If you are using Ubuntu, please try the below command too if the above does not work

g++ -o /home/hilar/.local/lib/python2.7/site-packages/methylpy/run_rms_tests.out METHYLPY_PATH/rms.cpp `gsl-config --cflags —libs`

Sorry it has been a hassle to just have DMRfind working.

Yupeng

avellab commented 5 years ago

OS is Windows 10 Pro, 64-bit and I am using Kali-Linux oracle VM to run these scripts

1) command aborted:

hilar@kali:/mnt/udrive/My_Work/Bioinf$ wget http://neomorph.salk.edu/yupeng/share/test_dmr.tar.gz --2019-10-17 16:06:39-- http://neomorph.salk.edu/yupeng/share/test_dmr.tar.gz Resolving neomorph.salk.edu (neomorph.salk.edu)... 198.202.69.49 Connecting to neomorph.salk.edu (neomorph.salk.edu)|198.202.69.49|:80... connected.
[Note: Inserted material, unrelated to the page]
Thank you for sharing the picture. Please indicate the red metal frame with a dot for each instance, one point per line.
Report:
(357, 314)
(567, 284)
HTTP request sent, awaiting response... 200 OK Length: 499837 (488K) [application/x-gzip] Saving to: ‘test_dmr.tar.gz’

test_dmr.tar.gz 100%[====================================>] 488.12K 2.49MB/s in 0.2s

2019-10-17 16:06:40 (2.49 MB/s) - ‘test_dmr.tar.gz’ saved [499837/499837]

hilar@kali:/mnt/udrive/My_Work/Bioinf$ tar xf test_dmr.tar.gz hilar@kali:/mnt/udrive/My_Work/Bioinf$ /home/hilar/.local/lib/python2.7/site-packages/methylpy/run_rms_tests.out allc_P0_FB_1.tsv,allc_P0_HT_1.tsv test_output.txt A,B 1 1000 100 -1 free(): double free detected in tcache 2 Aborted

2) I will do this tomorrow, our system is down now.
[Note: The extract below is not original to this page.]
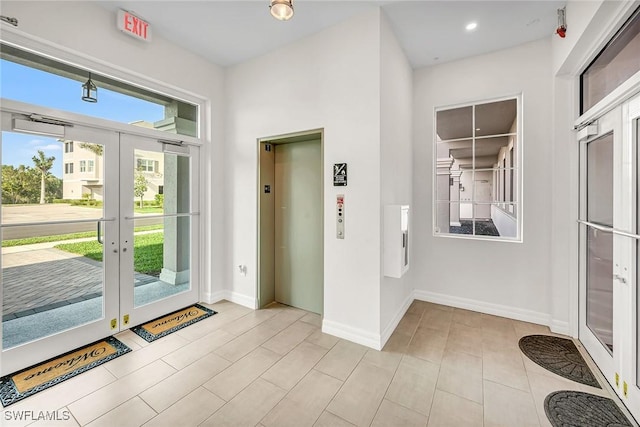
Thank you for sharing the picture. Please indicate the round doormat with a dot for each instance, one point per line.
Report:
(576, 408)
(558, 355)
yupenghe commented 5 years ago

Ok. Please let me know if you have any luck with 2. Btw, do you have any experience working with docker? It could be much easier solution for this issue. It will take a few days but I can prepare a docker image with methylpy installed for you. Within the docker, you should be able to run DMRfind without any further setup.

avellab commented 5 years ago

Thanks Yupeng. "docker" solution is great. I have not worked with it before, but I start learning now. It would be great to have all the methylpy pipeline in one place, would you please add all the alignment and other pre-processing steps in addition to DMRfind function?
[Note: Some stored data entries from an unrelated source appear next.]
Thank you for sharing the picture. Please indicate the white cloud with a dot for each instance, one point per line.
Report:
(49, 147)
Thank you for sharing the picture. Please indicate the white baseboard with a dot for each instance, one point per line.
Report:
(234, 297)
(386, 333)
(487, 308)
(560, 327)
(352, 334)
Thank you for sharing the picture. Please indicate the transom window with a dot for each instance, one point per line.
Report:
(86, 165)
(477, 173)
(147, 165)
this is what I got for question 2:

hilar@kali:/mnt/udrive/My_Work/softwares$ g++ -O3 -l gsl -l gslcblas -o /home/hilar/.local/lib/python2.7/site-packages/methylpy/run_rms_tests.out /mnt/udrive/My_Work/Bioinf/methyl-Seq/methylpy/methylpy/rms.cpp

/mnt/udrive/My_Work/Bioinf/methyl-Seq/methylpy/methylpy/rms.cpp: In function ‘int rms_test(std::vector<std::vector >, float, std::vector<std::vector >, std::vector<std::vector >*)’: /mnt/udrive/My_Work/Bioinf/methyl-Seq/methylpy/methylpy/rms.cpp:88:1: warning: no return statement in function returning non-void [-Wreturn-type] } ^

yupenghe commented 5 years ago

Hey I add docker solution for running methylpy. Please check it out: https://github.com/yupenghe/methylpy#use-methylpy-without-installation

This should resolve the DMRfind issue. I close this issue and please feel free to reopen it if there is still issue in running DMRfind.